I saw him for the first time ever live at SXSW this year, just stumbling into his show accidentally. I thought "that can't be" but then he opened his mouth, and by $DEITY, it was. Props to the man for putting out new material--which he was touring on--and continuing to be engaged at this late stage in a great career instead of resting on his laurels.
posted by immlass at 7:46 AM on May 11, 2013 [1 favorite]


The biggest success my band ever achieved was being the opening act for Eric Burdon and the Animals when their tour came through Seattle sometime in the 90s. It was a big deal for us, even though we really only got the gig by putting ourselves on the hook for x number of ticket sales. It couldn't have been a big deal for them, playing the Ballard Firehouse. We figured they either just really loved touring or they really needed the money.

My band killed it that night. We really rose to the occasion and put together the tightest set we had ever played. The crowd was into it too, which frankly was kind of a new experience for us. Then Eric Burdon and the Animals played (they needed to use our drummer's kit, for whatever reason) and they were as professional as it gets. Just an outstanding show. If there was any "just going through the motions" in their act, they had those motions down cold.

We didn't hang out with them after the show, but Eric Burdon himself did take the time to say hello and compliment us, with comments that indicated that he had actually heard what we played and maybe even liked it a little bit. He didn't have to do that, but it was nice that he did.

Happy birthday, Eric. As if your body of work wasn't impressive enough already, you're also leaving quite a wake of impressed new fans behind as you keep on rocking.
posted by Balonious Assault at 7:57 AM on May 11, 2013 [5 favorites]


I could never love him because he stole glory that should have been Nina's.
posted by Diablevert at 8:09 AM on May 11, 2013


"Impressed new fan here." I now want to learn about Vietnam War music.
posted by michellenoel at 8:17 AM on May 11, 2013


There are many versions of House of the Rising Sun, but Burdon and the Animals will always be my favorite. Like many above, I was overseas (Japan and Vietnam) when I first heard it.
posted by jgaiser at 9:11 AM on May 11, 2013


Here's Eric and War covering Paint it Black from the same German TV show linked above.

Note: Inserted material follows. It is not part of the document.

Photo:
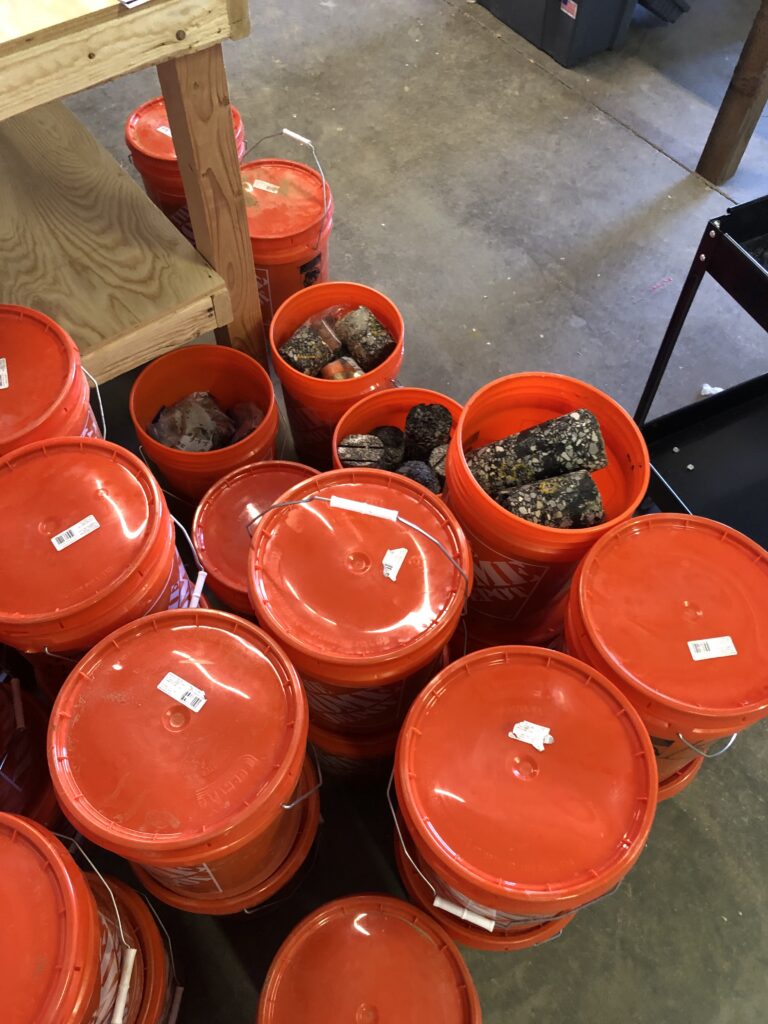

On the end of the "Most of The Animals" compilation there's an interview snippet with Eric and one of the things he talks about is Andy's 32 bar solo on Coloured Rain. It wasn't until about 15 years later I realised he was talking about Andy Summers.
posted by bruzie at 9:56 AM on May 11, 2013 [1 favorite]


"Impressed new fan here." I now want to learn about Vietnam War music.

Landed in Frisco, ran the gauntlet. Caught a flight to Alamagarbage to retrieve my car. Heading east the first song I heard was "Reflections of my life." Had to pull over and finish crying.
posted by crushedhope at 10:43 AM on May 11, 2013




Whenever I hear Four Cornered Room, all I wanna do is sit in a velvet room with red lights and smoke a lot of fuckin' dope and get stoned off my ass... (I don't think he actually sings on that one?)

Happy Birthday you soulful white man.
posted by symbioid at 11:50 AM on May 11, 2013


Never heard a version of "Rising Sun" to compare. Nailed it. EB&TA are a part of True 60s Soul. And part of the most fantabulously, explosively creative without losing touch with musicality era of pop music, 1964-1968. Salud!
posted by Twang at 3:27 PM on May 11, 2013


Never heard a version of "Rising Sun" to compare.

Well, there's a hella lotta good ones, though...

Check growabrain's excellent post from last year. I'll take the liberty of copy/pasting a comment I made there, about this point:

I'd say that the lasting beauty and significance of a song like Rising Sun is that there are so many versions, from so many genres and so many points of view, that there is, in fact, no *definitive* version. The song itself is supreme, and all the interpreters are just laying their offerings upon the altar.
posted by flapjax at midnite at 6:13 PM on May 11, 2013 [1 favorite]


That Beat-Club version of "Spill the Wine" is excellent. I did miss the Spanish-language non sequiturs that an unnamed woman speaks in the background on the studio version (2:14 et seq.).